Note that this part of the law really has nothing to do with the dual purposes of trademark law. It has to do with “decency.” The problems with assigning the USPTO the job of guardian of the public weal instead of steward of commerce are kind of obvious, right? Public mores change. What was objectionable in the 1940s might be mainstream now. What’s objectionable to you might be just fine with me. And the low-level civil servant examiners who initially decide these things at the USPTO are notoriously capricious.
The law has had an interesting history. It’s been invoked to block registrations for “Bullshit” for handbags, wallets, and beverages; “Asshole Repellant” for aerosol spray; “Sex Rod” in the same font as “Red Sox”. But then, it has not been invoked and registration has been granted for “MILFSDOPORN”, “Retardipedia”, “Big Titty Blend” (for coffee), and “Baked By A Negro”. So there’s a teensy issue about consistency.
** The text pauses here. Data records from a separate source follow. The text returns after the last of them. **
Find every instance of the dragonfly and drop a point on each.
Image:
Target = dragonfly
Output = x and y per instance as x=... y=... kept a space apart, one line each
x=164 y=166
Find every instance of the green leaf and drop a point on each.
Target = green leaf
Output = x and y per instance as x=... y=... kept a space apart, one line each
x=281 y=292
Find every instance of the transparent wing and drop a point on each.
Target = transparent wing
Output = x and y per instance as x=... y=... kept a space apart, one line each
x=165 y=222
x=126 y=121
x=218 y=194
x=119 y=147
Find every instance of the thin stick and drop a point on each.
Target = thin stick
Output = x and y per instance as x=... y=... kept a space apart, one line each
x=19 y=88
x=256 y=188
And, of course, what makes The Slants’ case so delicious is that the band members are Asian Americans. This puts “The Slants” in that special class of “self-disparaging marks” or “reclaimed slurs”, along with such notable trademarks as “HEEB” (for magazines), “Dykes on Bikes” and any number of “Nigga” marks, in which the mark owner seeks to defuse the offensiveness by using a mark self-referentially. And makes a straight-faced argument for disparagement all the more difficult. And made the Supreme Court’s job here relatively easy. I mean, imagine if the case had been about the mark “Asshole Repellent”!
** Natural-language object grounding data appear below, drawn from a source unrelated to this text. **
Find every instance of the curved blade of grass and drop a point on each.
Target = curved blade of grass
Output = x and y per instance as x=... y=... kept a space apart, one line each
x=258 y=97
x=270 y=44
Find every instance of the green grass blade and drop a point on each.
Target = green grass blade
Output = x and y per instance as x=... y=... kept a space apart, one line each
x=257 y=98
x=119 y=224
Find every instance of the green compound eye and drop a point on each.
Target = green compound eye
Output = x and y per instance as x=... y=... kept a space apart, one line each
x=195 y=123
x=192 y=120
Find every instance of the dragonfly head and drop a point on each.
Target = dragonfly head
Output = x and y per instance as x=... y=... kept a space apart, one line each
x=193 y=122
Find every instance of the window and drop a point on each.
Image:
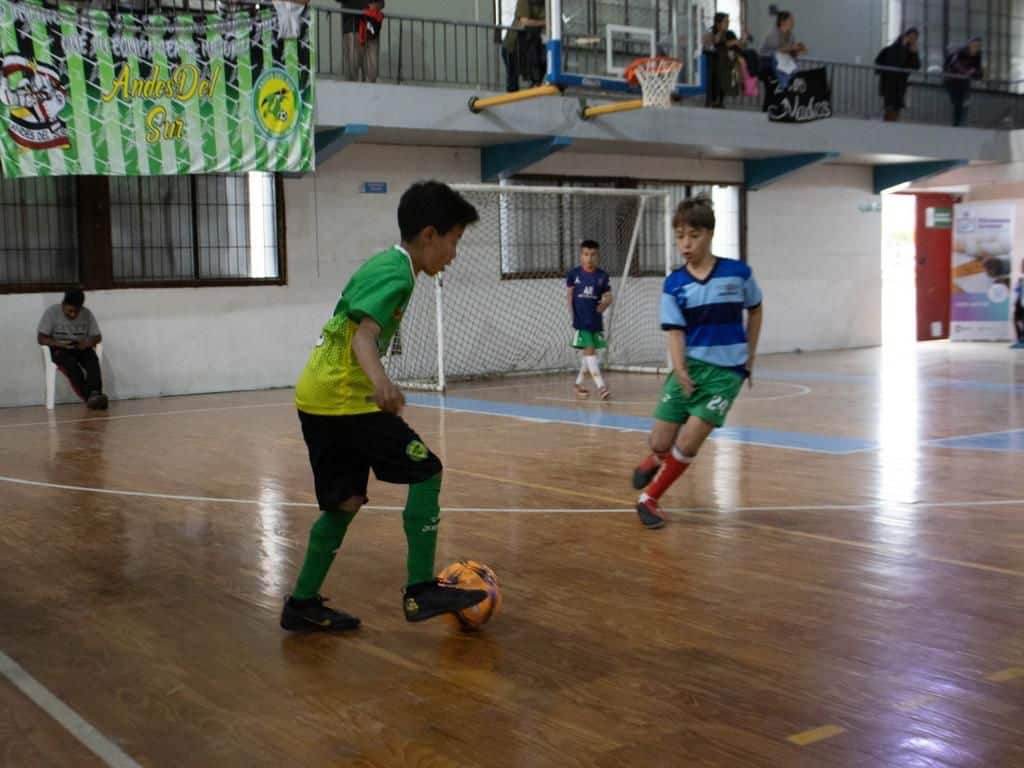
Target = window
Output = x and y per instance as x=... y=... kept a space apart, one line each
x=140 y=231
x=38 y=231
Most commentators have been quick to point out that the real winner here is the Washington Redskins football team, which had its previously-granted registrations revoked by the USPTO a couple of years ago, and that revocation upheld by several courts. The same law that was declared unconstitutional by the Supreme Court in The Slants case provided the basis for the revoking of the Redskins mark, so it looks like the vile Mr. Snyder is gonna get his Redskins registrations back.
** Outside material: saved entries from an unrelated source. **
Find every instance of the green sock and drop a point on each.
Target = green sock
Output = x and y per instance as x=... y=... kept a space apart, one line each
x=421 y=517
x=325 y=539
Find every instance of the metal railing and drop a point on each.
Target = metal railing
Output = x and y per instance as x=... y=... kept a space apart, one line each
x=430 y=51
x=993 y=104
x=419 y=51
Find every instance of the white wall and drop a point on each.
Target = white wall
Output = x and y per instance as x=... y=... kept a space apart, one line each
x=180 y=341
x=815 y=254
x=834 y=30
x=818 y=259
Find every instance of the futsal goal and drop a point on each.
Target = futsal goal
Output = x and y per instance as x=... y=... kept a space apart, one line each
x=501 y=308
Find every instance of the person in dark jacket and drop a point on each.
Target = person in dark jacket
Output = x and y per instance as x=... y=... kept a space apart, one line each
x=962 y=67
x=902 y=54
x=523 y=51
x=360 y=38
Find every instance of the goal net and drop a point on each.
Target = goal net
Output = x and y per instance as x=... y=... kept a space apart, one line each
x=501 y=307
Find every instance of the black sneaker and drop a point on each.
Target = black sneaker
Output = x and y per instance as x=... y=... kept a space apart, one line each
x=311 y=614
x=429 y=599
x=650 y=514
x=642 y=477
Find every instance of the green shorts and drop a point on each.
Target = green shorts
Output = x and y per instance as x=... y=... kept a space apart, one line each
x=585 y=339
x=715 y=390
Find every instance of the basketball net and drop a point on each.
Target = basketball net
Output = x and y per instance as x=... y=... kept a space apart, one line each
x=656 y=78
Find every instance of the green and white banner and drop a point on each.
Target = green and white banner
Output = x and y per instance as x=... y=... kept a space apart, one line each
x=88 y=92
But that’s part of the deal, and what makes First Amendment jurisprudence so difficult: it protects even the most heinous speech. As it should. And the arguments supporting free speech are getting harder to make above the din of political correctness, the coddling of millennials in their “safe spaces” and with their “trigger warnings”, and all the cacophony about fake news and hate speech. The notion of free speech is getting battered, and it’s reassuring that the Supreme Court, which rarely agrees internally about anything, came down in a fairly unified fashion (the decision was unanimous that the law was unconstitutional, but the reasoning as to why varied from judge to judge) in favor of free speech.
A few months ago I wrote about the USPTO rejecting all marks that had to do with cannabis because cannabis is still illegal under federal law. This position is based on the USPTO’s cribbed reading of a different part of the law, but it’s definitely related. And perhaps now that it’s been slapped down by the Supreme Court about decency, the USPTO will lighten up on weed.
And imagine what it’s like now at the USPTO! What a great time to be an trademark examiner, especially if your tastes tend toward the tasteless, the weird, and the offensive.
Paul Rapp is a local intellectual property attorney who, if he was a new law-school grad, would be applying for a position at the USPTO.